The project is expected to be implemented by the Liberia Peace-building office and partners including ZOA, with support from the Sweden Embassy. ZOA is an international relief recovery organization working in the country to support vulnerable people affected by violence, conflicts and natural disasters.
It aims to enhance civic engagement and peaceful coexistence as well as reduce conflicts in the 15 counties.
The project, according to Edward K. Mulbah, Executive Director for Peace Building office at MIA, is being informed by a number of studies, reports and the national development plan, which focuses on pillar three of the government’s Pro-poor Agenda for Prosperity and Development (PAPD) — Sustaining the Peace.
In a powerpoint presentation, Mr. Mulbah informed the gathering that the project is part of the strategic road-map for national healing, peace-building and reconciliation and a survey report that forms the Opportunity Mapping for Peace Consolidation, and the Social Cohesion and Reconciliation Index (SCORE) Survey.

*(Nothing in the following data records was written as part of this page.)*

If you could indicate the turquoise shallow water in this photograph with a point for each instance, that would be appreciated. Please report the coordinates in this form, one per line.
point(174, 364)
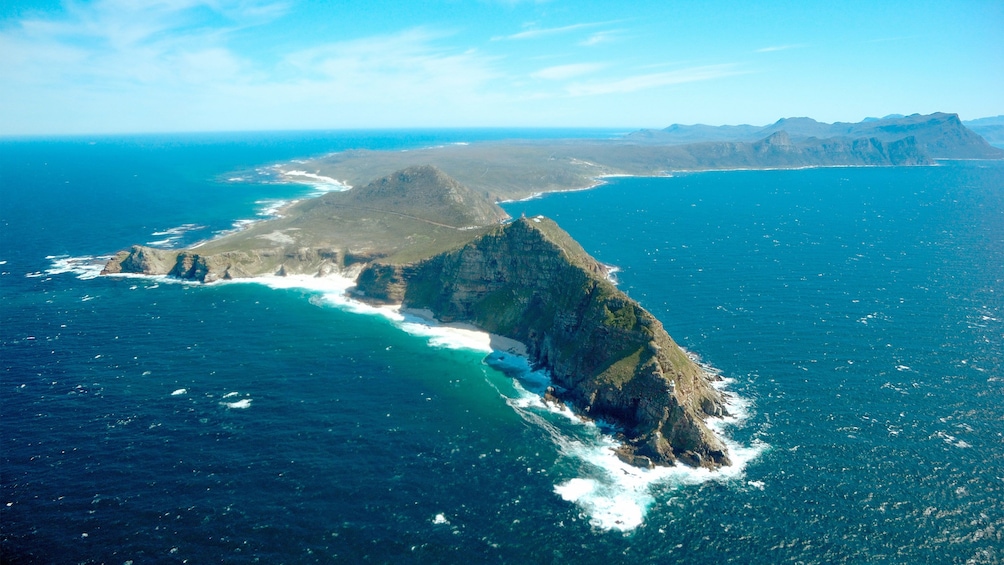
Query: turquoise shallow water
point(857, 310)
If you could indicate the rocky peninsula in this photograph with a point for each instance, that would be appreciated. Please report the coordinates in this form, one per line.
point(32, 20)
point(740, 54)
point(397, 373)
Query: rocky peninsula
point(425, 239)
point(420, 239)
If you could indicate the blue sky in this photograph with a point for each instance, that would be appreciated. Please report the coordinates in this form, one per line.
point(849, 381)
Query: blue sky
point(187, 65)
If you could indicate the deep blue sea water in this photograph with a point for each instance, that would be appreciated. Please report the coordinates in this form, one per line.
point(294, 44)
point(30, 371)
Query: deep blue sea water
point(858, 313)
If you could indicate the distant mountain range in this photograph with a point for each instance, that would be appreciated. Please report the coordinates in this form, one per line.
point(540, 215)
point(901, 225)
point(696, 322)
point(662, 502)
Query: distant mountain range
point(991, 128)
point(938, 135)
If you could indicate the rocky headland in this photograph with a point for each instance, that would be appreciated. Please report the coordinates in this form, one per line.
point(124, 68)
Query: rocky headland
point(430, 241)
point(420, 239)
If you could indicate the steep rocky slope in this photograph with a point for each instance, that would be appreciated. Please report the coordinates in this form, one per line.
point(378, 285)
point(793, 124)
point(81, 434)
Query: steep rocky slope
point(528, 280)
point(609, 358)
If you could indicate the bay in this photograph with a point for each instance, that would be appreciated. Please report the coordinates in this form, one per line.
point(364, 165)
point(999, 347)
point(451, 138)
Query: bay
point(856, 310)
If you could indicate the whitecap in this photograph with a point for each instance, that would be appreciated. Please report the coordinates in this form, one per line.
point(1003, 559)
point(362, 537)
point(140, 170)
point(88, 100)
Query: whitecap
point(84, 267)
point(318, 182)
point(239, 404)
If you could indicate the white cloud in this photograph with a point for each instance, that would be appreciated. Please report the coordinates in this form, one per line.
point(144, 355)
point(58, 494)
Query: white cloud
point(773, 48)
point(600, 37)
point(561, 72)
point(652, 80)
point(542, 32)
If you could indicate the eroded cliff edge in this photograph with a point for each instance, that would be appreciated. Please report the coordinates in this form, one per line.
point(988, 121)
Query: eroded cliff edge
point(609, 358)
point(525, 279)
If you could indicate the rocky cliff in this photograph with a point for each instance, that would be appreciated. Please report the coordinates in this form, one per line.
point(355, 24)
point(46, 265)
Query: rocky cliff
point(423, 240)
point(608, 357)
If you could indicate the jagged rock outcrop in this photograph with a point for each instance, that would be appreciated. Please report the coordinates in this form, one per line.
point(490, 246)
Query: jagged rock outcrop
point(527, 280)
point(609, 358)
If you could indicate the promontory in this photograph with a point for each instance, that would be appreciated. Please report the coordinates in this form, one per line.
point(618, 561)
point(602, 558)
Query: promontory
point(428, 235)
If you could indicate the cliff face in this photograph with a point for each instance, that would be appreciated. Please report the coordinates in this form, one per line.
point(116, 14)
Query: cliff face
point(609, 357)
point(527, 280)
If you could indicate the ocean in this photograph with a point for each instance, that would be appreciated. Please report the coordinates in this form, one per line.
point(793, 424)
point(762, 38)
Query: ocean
point(855, 314)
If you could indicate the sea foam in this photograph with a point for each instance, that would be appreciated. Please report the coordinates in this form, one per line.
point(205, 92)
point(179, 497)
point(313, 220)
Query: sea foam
point(612, 495)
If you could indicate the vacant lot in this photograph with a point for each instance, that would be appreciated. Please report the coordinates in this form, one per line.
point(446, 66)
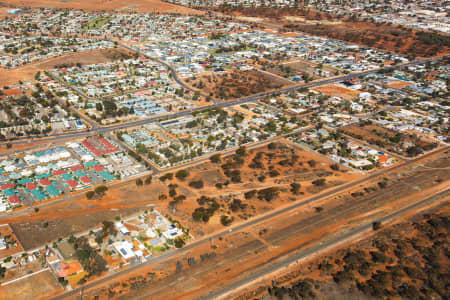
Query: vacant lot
point(242, 186)
point(39, 286)
point(236, 83)
point(35, 233)
point(304, 70)
point(12, 76)
point(404, 144)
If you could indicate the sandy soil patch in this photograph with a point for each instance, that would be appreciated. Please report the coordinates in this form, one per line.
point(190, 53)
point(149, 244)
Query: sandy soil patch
point(12, 76)
point(337, 91)
point(109, 5)
point(398, 84)
point(39, 286)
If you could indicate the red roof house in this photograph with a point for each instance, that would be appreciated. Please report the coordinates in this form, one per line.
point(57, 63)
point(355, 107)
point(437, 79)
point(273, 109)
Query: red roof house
point(86, 179)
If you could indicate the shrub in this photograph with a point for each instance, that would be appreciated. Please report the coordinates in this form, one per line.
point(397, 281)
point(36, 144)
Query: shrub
point(376, 225)
point(295, 188)
point(179, 242)
point(226, 220)
point(182, 174)
point(216, 158)
point(319, 182)
point(196, 184)
point(90, 194)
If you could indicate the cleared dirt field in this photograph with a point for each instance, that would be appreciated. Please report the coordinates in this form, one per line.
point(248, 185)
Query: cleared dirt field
point(216, 264)
point(407, 145)
point(12, 76)
point(39, 286)
point(154, 6)
point(48, 228)
point(337, 91)
point(239, 189)
point(398, 84)
point(388, 254)
point(5, 231)
point(236, 83)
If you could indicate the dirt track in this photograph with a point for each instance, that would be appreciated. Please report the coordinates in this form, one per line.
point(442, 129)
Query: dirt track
point(154, 6)
point(240, 253)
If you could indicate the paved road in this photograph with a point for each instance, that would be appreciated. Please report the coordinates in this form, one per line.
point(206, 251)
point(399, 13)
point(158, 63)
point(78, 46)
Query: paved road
point(292, 258)
point(242, 226)
point(255, 97)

He said the project is expected to address issues of weaknesses in technical and institutional capacities that will respond to conflict-related matters at district and county levels surrounding boundary, property and land disputes; political and inter-group tensions, political tribalism, culture of violence and insecurity.
“This is intended to address violent tendencies, lower the lack of civic trust, fractured social cohesion along multiple lines, incidents of sexual and gender-based violence (SGBV), inter-group disputes, grievances around access to basic services, as well as concerns about transparency and accountability.”

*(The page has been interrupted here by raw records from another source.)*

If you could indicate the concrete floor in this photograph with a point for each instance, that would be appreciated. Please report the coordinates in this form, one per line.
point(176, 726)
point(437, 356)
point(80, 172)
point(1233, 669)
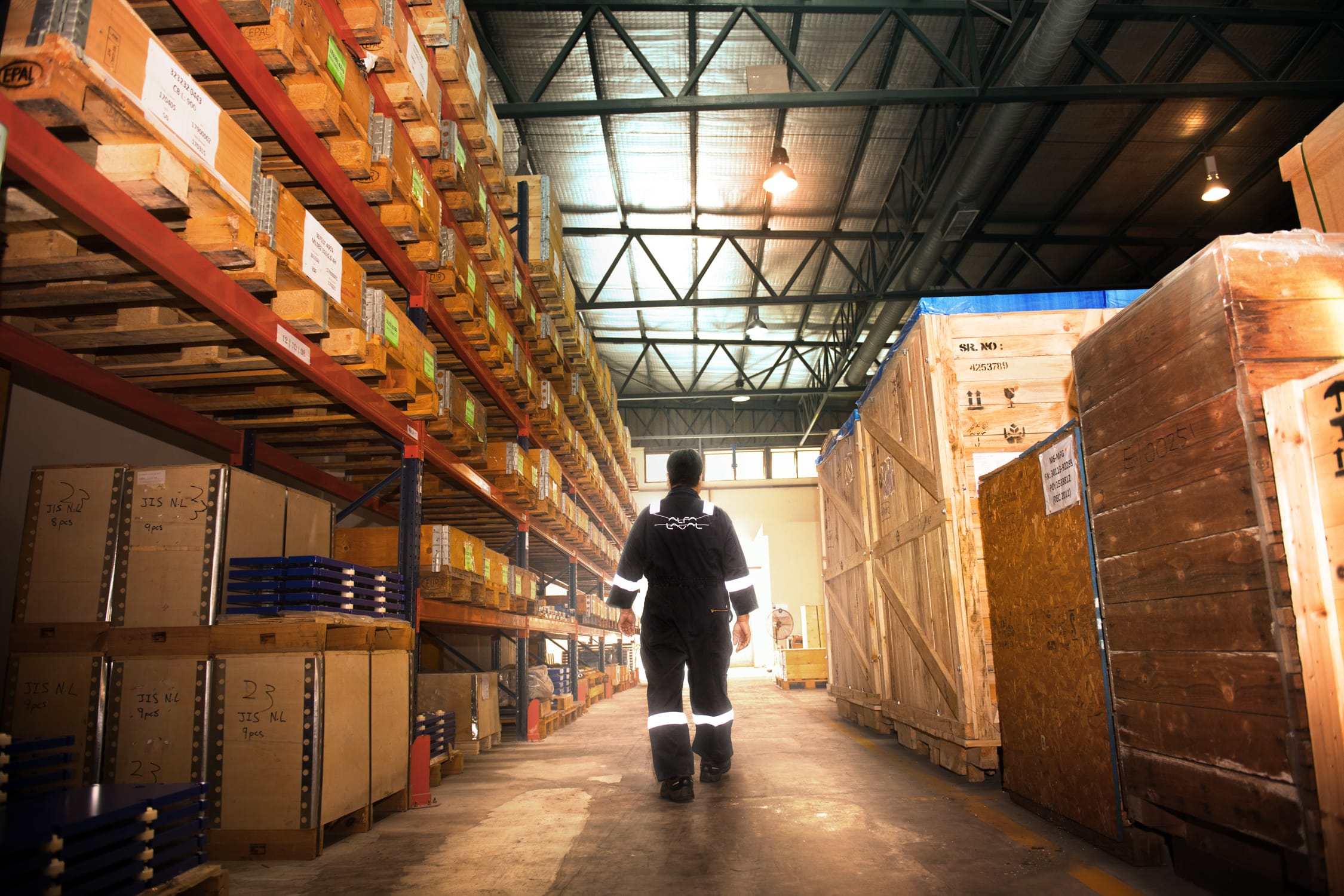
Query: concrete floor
point(814, 805)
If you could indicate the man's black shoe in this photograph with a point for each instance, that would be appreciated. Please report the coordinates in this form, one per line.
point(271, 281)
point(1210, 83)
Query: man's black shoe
point(679, 790)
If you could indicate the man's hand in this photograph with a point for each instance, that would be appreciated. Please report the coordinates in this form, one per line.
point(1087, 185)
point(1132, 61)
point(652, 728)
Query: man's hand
point(741, 634)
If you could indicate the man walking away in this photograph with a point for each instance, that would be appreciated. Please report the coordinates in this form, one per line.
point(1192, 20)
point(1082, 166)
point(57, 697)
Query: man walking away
point(695, 567)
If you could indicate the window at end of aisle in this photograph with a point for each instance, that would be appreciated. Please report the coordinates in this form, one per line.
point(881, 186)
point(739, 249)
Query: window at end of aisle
point(656, 468)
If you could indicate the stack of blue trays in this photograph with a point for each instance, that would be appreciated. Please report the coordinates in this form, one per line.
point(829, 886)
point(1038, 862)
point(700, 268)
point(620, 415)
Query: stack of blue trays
point(34, 765)
point(271, 586)
point(560, 679)
point(179, 840)
point(105, 839)
point(434, 726)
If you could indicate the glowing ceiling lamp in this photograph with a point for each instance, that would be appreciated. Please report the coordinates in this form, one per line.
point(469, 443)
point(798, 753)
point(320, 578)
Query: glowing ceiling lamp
point(1214, 188)
point(780, 177)
point(756, 327)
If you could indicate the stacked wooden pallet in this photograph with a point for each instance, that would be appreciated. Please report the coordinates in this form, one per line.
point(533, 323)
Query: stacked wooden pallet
point(119, 619)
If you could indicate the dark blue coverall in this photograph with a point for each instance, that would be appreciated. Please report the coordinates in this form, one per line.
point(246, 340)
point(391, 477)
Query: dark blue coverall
point(698, 578)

According to him, the project phase two runs from January 2019 to January 2020, and February 2020-October, 2021, focusing on strengthening infrastructure and capacity-building to support and operate existing peace-building structures, such as the conflict Early Warning and Early Response mechanism (EWER), County Peace Committees, County Security Council, and the web-based platform Liberia Early Warning and Response Network.

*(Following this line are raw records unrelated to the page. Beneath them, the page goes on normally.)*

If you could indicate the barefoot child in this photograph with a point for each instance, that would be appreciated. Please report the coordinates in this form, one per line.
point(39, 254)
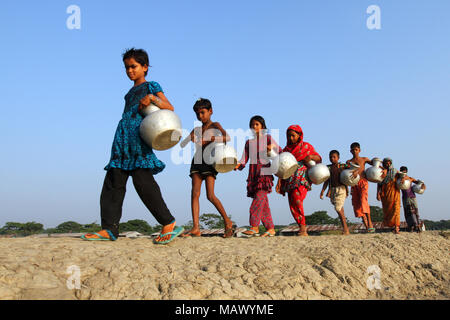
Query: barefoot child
point(200, 170)
point(297, 186)
point(389, 195)
point(410, 206)
point(259, 182)
point(337, 191)
point(360, 192)
point(130, 156)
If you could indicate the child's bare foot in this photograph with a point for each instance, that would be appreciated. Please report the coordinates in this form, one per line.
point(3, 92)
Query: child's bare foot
point(101, 235)
point(302, 232)
point(167, 228)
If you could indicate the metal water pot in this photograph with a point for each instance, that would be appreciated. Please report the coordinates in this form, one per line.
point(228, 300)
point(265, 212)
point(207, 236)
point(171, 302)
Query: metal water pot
point(406, 184)
point(417, 187)
point(284, 164)
point(318, 173)
point(161, 128)
point(346, 175)
point(374, 173)
point(221, 156)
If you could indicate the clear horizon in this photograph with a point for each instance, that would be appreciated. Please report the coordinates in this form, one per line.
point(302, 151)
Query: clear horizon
point(312, 63)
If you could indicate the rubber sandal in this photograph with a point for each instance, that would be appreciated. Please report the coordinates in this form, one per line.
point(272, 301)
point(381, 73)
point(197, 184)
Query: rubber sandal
point(229, 232)
point(99, 236)
point(175, 233)
point(191, 235)
point(252, 234)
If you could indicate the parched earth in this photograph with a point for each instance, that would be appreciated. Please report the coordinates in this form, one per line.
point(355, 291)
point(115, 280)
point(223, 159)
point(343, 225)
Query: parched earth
point(359, 266)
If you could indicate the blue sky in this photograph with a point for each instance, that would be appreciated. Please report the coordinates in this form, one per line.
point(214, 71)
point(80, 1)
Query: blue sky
point(313, 63)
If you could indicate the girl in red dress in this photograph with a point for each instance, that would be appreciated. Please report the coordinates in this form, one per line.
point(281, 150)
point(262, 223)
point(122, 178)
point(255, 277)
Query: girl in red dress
point(298, 185)
point(260, 178)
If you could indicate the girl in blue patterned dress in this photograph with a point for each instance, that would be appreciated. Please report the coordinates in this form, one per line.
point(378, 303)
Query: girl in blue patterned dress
point(130, 156)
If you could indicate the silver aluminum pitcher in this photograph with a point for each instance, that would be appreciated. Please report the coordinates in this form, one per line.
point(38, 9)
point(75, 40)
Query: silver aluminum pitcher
point(374, 173)
point(346, 175)
point(161, 128)
point(318, 173)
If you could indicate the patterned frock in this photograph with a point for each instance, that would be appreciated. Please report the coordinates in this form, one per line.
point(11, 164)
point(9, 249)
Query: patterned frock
point(129, 151)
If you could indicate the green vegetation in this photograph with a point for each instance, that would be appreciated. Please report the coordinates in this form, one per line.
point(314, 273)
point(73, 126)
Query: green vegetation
point(207, 221)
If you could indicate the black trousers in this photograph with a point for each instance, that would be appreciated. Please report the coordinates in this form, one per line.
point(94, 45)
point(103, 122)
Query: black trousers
point(113, 193)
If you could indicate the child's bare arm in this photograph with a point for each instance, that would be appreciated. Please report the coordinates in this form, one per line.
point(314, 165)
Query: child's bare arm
point(224, 138)
point(325, 185)
point(161, 101)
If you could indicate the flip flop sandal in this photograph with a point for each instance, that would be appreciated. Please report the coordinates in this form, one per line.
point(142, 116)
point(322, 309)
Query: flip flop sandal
point(267, 234)
point(229, 232)
point(191, 235)
point(249, 235)
point(175, 233)
point(99, 237)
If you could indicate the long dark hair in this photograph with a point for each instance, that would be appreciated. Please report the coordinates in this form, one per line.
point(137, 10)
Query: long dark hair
point(259, 119)
point(140, 55)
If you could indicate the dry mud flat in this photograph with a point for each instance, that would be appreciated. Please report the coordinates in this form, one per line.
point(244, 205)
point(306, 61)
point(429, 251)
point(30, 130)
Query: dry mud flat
point(359, 266)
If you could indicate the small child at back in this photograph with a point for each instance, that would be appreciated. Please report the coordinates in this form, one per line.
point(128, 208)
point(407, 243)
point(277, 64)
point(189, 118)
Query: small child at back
point(201, 171)
point(337, 191)
point(360, 192)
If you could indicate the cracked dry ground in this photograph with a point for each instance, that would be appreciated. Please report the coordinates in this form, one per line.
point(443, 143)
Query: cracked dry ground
point(412, 266)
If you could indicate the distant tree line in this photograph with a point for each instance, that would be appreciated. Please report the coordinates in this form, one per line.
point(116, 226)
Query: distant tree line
point(207, 221)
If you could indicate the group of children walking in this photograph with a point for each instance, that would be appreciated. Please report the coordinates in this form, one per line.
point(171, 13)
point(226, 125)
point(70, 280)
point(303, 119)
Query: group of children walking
point(130, 156)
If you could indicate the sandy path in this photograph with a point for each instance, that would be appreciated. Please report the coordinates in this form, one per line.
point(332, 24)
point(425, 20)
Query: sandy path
point(412, 266)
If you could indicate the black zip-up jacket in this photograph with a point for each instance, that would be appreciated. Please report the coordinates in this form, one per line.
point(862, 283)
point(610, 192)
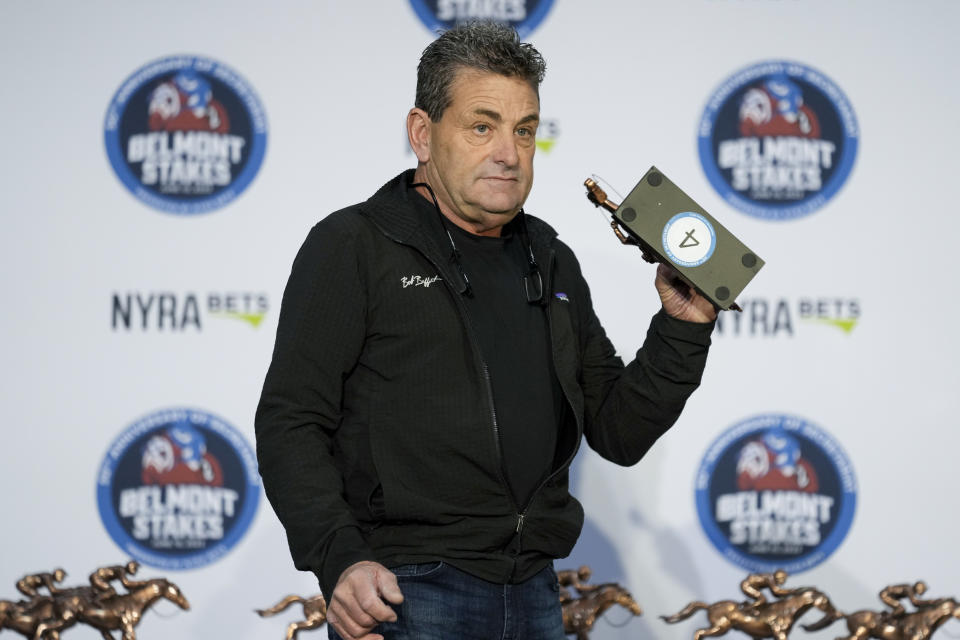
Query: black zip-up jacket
point(376, 433)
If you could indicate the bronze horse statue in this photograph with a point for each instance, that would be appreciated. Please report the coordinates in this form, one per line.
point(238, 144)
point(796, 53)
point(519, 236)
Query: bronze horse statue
point(26, 615)
point(770, 620)
point(314, 612)
point(120, 612)
point(579, 614)
point(919, 625)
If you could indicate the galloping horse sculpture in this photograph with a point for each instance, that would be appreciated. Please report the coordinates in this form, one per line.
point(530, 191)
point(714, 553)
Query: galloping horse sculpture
point(46, 616)
point(769, 620)
point(314, 613)
point(884, 625)
point(580, 614)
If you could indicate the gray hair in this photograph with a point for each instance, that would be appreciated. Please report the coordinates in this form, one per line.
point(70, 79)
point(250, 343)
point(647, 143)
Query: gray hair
point(484, 46)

“The first phase of the project is valued at US$500,000. It addresses some basic findings to enhance political reconciliation, inter-group reconciliation, civic engagement and to build trust,” he said.
The project also took into consideration rebuilding civic trust, and promoting social cohesion; targeting specific geographical locations, and to engage community inhabitants to reduce ethnic and religious tensions.
The Minister of Internal Affairs, Varney A. Sirleaf, expressed gratitude to the Government and people of Sweden through its Ambassador Ingrid Watterquist for providing the needed financial support to implement this flagship project of the Liberian government.
“We would also like to thank our UN family and other potential donors, including IRISHAID for their support towards conflict prevention and transformation in meeting some objectives of pillar three of the PAPD,” Minister Sirleaf said.
The project, he said, will help to further strengthen Government’s capacity and ability to respond to these issues which will inherently help in a tremendous way to contribute to ending fragility during the period of the implementation of the PAPD and promote the culture of non-violence in our society.
He noted that the early identification of potential triggers of conflicts, and their positive transformation are vital for preventive responses, and would stop escalation of violence, thereby maintaining peace and security.
He described the early project as a sound policy, and a right socio-political move for maintaining peace and security in the country.